Random success isn't at all unlikely. On the contrary, the laws of chance and randomness dictate that successes will occur all the time -- just in places we can't predict. Are you a person who oohs and aahs when unlikely events occur? Paulos tells us unlikely events occur all the time. What would really be surprising is if unlikely events didn't occur. How many people do you have to put in a room before there's a 50% chance two will share a birthday? Just 23, a lot fewer than I would have thought.

(By the way, National Public Radio interviewed Paulos about the presidential election last week and he said more in 30 seconds than pundits have said since November 7. Don't believe the Florida recount is truly a search for the will of the people. The margin of victory was smaller than the margin of error. In other words, the tools being used to measure the results aren't sensitive enough to make an accurate determination. We could count and recount and come up with a different answer every time. The election was a tie. Want a fair result? Flip a coin. And, for the love of Pete, let's computerize the voting process.)

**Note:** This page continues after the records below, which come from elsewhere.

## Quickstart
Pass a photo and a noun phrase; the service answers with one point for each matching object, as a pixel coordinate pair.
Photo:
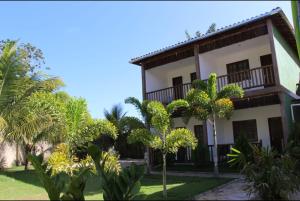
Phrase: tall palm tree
(141, 107)
(206, 103)
(296, 19)
(18, 83)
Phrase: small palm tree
(296, 20)
(141, 107)
(162, 136)
(206, 103)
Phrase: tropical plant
(33, 121)
(162, 136)
(60, 186)
(124, 125)
(206, 103)
(271, 176)
(116, 185)
(141, 107)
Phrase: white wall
(216, 60)
(210, 62)
(161, 77)
(224, 126)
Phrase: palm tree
(124, 125)
(206, 103)
(141, 107)
(163, 137)
(20, 120)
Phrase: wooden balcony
(255, 78)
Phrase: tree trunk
(164, 176)
(27, 151)
(17, 155)
(215, 152)
(147, 159)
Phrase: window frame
(234, 74)
(236, 128)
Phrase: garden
(82, 158)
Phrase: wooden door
(268, 76)
(177, 84)
(276, 133)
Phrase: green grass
(24, 185)
(193, 168)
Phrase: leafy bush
(270, 175)
(60, 186)
(123, 185)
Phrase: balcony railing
(254, 78)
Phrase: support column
(143, 82)
(284, 118)
(273, 52)
(197, 66)
(197, 62)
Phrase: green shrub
(60, 186)
(268, 174)
(123, 185)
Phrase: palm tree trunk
(164, 176)
(27, 151)
(17, 154)
(147, 159)
(215, 151)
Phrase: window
(198, 130)
(238, 71)
(247, 128)
(193, 76)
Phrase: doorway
(177, 84)
(276, 133)
(268, 75)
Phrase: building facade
(258, 54)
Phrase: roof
(274, 11)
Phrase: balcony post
(197, 62)
(273, 52)
(197, 66)
(143, 82)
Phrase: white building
(259, 54)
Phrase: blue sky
(89, 44)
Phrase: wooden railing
(224, 149)
(253, 78)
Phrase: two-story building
(259, 54)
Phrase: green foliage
(60, 186)
(176, 104)
(163, 137)
(124, 185)
(295, 11)
(270, 175)
(180, 137)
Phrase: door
(276, 133)
(268, 75)
(181, 155)
(177, 84)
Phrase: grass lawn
(16, 184)
(193, 168)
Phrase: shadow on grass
(178, 187)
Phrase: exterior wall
(210, 62)
(224, 126)
(287, 61)
(215, 61)
(8, 152)
(161, 77)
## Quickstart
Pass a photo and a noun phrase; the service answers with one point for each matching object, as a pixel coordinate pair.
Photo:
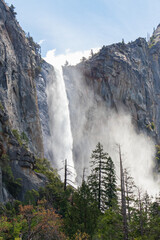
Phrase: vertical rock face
(18, 67)
(1, 196)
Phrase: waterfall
(61, 141)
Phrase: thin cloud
(41, 42)
(71, 57)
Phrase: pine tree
(102, 180)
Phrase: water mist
(61, 142)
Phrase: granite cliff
(20, 128)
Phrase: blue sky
(85, 24)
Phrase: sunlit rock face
(19, 63)
(126, 76)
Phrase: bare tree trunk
(140, 212)
(123, 198)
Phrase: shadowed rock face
(126, 76)
(21, 160)
(18, 65)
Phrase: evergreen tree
(102, 181)
(83, 214)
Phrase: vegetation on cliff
(93, 211)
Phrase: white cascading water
(61, 142)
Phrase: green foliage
(83, 214)
(151, 126)
(31, 197)
(110, 225)
(13, 185)
(1, 106)
(102, 180)
(22, 138)
(35, 46)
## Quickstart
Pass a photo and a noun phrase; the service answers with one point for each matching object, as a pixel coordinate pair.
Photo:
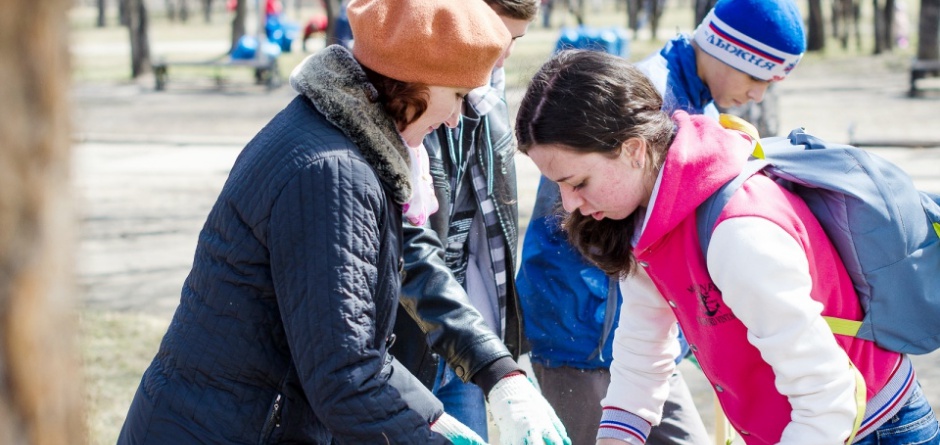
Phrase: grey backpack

Malkiel writes, "No scientific evidence has yet been assembled to indicate that investment performance of professionally managed portfolios as a group have been any better than that of randomly selected portfolios." Considering the time, effort, and money poured into beating the market, and even weighing the short-term mentality of most mutual funds, I find that statement remarkable.

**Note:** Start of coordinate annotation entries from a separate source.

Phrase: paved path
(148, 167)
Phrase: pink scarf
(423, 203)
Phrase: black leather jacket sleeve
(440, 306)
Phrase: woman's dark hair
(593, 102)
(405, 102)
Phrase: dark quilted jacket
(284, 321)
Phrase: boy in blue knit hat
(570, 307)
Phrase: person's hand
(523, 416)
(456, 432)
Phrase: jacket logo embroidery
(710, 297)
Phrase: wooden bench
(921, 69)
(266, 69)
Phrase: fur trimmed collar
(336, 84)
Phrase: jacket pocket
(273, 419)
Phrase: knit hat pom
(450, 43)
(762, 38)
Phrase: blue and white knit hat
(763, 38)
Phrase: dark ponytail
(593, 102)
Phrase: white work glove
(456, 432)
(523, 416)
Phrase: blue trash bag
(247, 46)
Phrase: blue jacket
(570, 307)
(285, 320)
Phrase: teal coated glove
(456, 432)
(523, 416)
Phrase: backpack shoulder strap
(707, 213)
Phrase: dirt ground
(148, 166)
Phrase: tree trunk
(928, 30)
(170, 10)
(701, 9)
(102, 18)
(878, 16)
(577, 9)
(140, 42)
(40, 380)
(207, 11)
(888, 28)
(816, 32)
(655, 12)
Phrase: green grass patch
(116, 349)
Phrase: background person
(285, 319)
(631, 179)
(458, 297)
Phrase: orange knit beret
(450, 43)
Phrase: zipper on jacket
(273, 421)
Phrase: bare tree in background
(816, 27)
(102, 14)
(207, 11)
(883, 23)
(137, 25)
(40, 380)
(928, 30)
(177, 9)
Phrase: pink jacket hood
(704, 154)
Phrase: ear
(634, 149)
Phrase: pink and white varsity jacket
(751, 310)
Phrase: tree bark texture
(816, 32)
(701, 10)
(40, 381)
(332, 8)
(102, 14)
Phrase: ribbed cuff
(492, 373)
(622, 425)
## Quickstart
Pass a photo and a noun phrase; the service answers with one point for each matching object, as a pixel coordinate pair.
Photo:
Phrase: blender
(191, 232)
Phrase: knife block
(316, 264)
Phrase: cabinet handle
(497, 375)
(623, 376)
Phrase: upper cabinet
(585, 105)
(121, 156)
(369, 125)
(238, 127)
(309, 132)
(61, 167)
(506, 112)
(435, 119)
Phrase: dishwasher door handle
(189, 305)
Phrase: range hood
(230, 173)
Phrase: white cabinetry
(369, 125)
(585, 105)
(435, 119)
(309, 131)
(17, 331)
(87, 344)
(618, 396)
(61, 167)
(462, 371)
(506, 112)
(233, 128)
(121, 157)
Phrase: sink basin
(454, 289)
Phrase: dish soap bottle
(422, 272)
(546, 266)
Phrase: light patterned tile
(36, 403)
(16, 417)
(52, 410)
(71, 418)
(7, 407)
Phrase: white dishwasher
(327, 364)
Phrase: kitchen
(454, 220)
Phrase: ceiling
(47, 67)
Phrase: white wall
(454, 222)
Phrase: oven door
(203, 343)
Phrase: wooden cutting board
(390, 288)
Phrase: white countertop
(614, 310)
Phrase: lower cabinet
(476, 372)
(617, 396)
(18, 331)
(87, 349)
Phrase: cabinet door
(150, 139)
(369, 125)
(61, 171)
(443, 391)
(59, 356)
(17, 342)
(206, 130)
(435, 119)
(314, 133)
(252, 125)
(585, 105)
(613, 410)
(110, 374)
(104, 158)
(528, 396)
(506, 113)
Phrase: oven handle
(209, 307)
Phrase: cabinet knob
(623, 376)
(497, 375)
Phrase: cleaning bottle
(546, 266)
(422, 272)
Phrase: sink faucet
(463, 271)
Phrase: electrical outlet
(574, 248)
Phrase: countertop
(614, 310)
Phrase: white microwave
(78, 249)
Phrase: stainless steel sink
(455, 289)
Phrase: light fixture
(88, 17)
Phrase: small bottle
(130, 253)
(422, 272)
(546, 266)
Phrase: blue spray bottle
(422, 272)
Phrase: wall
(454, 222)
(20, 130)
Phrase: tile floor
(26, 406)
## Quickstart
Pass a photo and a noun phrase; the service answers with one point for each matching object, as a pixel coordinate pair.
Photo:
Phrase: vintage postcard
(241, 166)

Now, much like Malkiel, I think academics go too far. I don't believe stocks are always efficiently priced, and investors who focus on fundamentals have a better chance of capitalizing on inefficiencies than others. But, I'm now convinced that money managers with the skills of Lynch and Buffett are rare birds and that, for myself anyway, the bulk of my investing returns will probably come from a good old-fashioned index fund, where the proceeds roll up and down with the market and the forces of compound interest and tax-deferred growth grind out gains year after year.

I won't stop trying to improve my investment skills. I get a lot of satisfaction studying businesses, and I'm hoping to find a few gems in a lifetime of investing. I also believe taking a commonsense view will give me an edge. The strategy is pretty simple: Hunt for high-quality companies with solid fundamentals that trade at reasonable prices; look for businesses I understand and admire; and invest for the long term.

Picking up this kit of tools and using it to find successful investments, however, where there's so much room for subjectivity, randomness, and other influences, is no cake-walk. I'm beginning to understand this. If my picks go up, I'll understand luck played a big role -- that random events unfolded in my favor.

And, I don't think Meir Statman is crazy anymore.